Glycogen phosphorylase, liver form (PYGL), also known as human liver glycogen phosphorylase (HLGP), is an enzyme that in humans is encoded by the PYGL gene on chromosome 14. This gene encodes a homodimeric protein that catalyses the cleavage of alpha-1,4-glucosidic bonds to release glucose-1-phosphate from liver glycogen stores. This protein switches from inactive phosphorylase B to active phosphorylase A by phosphorylation of serine residue 14. Activity of this enzyme is further regulated by multiple allosteric effectors and hormonal controls. Humans have three glycogen phosphorylase genes that encode distinct isozymes that are primarily expressed in liver, brain and muscle, respectively. The liver isozyme serves the glycemic demands of the body in general while the brain and muscle isozymes supply just those tissues. In glycogen storage disease type VI, also known as Hers disease, mutations in liver glycogen phosphorylase inhibit the conversion of glycogen to glucose and results in moderate hypoglycemia, mild ketosis, growth retardation and hepatomegaly. Alternative splicing results in multiple transcript variants encoding different isoforms [provided by RefSeq, Feb 2011].

== Structure ==

The PYGL gene encodes one of three major glycogen phosphorylase isoforms, which are distinguished by their different structures and subcellular localizations: brain (PYGB), muscle (PYGM), and liver (PYGL).
PYGL spans 846 amino acids and shares fairly high homology in amino acid sequence with the other two isozymes, with 73% similarity with PYGM and 74% similarity with PYGB. Nonetheless, PYGB and PYGM demonstrate greater homology to each other, indicating that PYGL evolved by a more distant descent from the common ancestral gene. This protein forms a homodimer, with each monomer composed of N-terminal and C-terminal domains of nearly equal size. The catalytic site forms at the interface between these two domains and interacts with the required cofactor, pyridoxal phosphate, to bind the substrate glycogen.

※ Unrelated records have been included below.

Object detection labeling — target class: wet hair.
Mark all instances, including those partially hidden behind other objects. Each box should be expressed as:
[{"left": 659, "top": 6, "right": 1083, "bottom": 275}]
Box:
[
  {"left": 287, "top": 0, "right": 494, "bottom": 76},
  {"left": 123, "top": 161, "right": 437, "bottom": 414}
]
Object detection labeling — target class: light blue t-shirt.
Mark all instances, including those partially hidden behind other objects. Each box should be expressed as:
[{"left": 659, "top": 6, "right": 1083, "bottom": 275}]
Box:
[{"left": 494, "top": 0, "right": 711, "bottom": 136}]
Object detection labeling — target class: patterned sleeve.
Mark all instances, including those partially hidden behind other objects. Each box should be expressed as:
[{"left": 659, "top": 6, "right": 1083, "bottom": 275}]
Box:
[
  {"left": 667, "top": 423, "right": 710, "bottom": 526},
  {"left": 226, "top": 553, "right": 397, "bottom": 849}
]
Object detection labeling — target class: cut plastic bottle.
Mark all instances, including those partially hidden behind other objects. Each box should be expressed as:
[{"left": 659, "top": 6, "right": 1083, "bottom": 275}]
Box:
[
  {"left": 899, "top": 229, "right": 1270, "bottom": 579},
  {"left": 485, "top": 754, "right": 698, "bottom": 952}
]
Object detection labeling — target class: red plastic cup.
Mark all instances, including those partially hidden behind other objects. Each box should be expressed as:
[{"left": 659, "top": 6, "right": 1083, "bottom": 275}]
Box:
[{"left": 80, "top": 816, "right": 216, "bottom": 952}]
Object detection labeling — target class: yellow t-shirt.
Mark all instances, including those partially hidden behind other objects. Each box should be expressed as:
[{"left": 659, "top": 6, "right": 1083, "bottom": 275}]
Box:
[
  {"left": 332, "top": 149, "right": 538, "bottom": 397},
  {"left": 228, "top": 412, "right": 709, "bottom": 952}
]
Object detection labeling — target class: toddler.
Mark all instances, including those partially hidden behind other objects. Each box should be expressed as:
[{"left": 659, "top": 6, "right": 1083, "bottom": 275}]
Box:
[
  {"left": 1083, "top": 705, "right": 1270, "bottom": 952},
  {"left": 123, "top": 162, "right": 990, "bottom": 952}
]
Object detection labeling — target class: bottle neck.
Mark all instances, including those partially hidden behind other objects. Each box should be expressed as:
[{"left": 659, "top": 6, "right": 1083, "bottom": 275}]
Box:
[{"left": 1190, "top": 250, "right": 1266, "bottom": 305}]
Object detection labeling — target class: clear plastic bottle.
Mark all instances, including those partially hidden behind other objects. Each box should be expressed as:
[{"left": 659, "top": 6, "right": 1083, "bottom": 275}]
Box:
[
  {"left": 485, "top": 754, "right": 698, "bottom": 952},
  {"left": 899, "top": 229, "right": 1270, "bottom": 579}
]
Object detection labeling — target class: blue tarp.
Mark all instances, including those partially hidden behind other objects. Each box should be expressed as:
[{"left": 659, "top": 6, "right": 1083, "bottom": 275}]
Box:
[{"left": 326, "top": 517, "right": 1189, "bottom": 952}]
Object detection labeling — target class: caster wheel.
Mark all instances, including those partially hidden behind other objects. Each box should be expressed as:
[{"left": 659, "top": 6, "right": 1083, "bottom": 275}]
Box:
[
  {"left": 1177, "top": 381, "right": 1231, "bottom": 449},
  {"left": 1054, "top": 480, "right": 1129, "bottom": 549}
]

This cofactor is attached by a covalent Schiff base linkage to Lys-680 in the C-terminal domain.
At the opposite side of the enzyme, the regulatory face opens up to the cytosol and contains the phosphorylation peptide, which is phosphorylated by phosphorylase kinase and dephosphorylated by the phosphatase PP1, and the AMP site, which is connected to the active site by an adenine loop. Phosphorylation or binding of the allosteric sites induce conformational change that activates the enzyme.

== Function ==

As a glycogen phosphorylase, PYGL catalyzes the phosphorolysis of an α-1, 4-glycosidic bond in glycogen to yield glucose 1-phosphate. Degradation of glycogen The glucose 1-phosphate product then contributes to glycolysis and other biosynthetic functions for energy metabolism. As the major isozyme in liver, PYGL is responsible for maintaining blood glucose homeostasis by regulating the release of glucose 1-phosphate from liver glycogen stores. One model suggests that Ca^{2+} oscillations play a role in activating glycogen phosphorylase in glycogen degradation in liver cells. Through its function in the liver, PYGL is also central to meeting the glycemic demands of the entire body. Though other tissues may express all three forms in different proportions, the purpose of expressing multiple glycogen phosphorylases remains unclear.

==Clinical Significance==
PYGL has been implicated in glycogen storage disease type VI, also known as Hers disease, and both type 1 and type 2 diabetes. Glycogen storage disease type VI has been attributed to PYGL deficiency as a result of causal mutations in PYGL gene, including two splice-site mutations and two missense mutations. The function of PYGL in regulating liver glucose production also plays a role in diabetes. Since hyperglycemia in type 2 diabetes is the result of excessive glucose production by the liver, developing a drug that targets PYGL may prove effective in controlling blood glucose levels. Glycogen-induced hepatomegaly in type 1 diabetes and glycogen storage disease type VI present similar clinical manifestations such as liver dysfunction, fasting hypoglycemia, and ketosis.

== Interactions ==
===Inhibitors===
PYGL has been known to interact with allosteric inhibitors, including Bayer W1807 and sugar derivatives that bind the glucose inhibitor site. In addition, glucose and purines stabilize the inactive conformation of PYGL, thus inhibiting binding to its active site.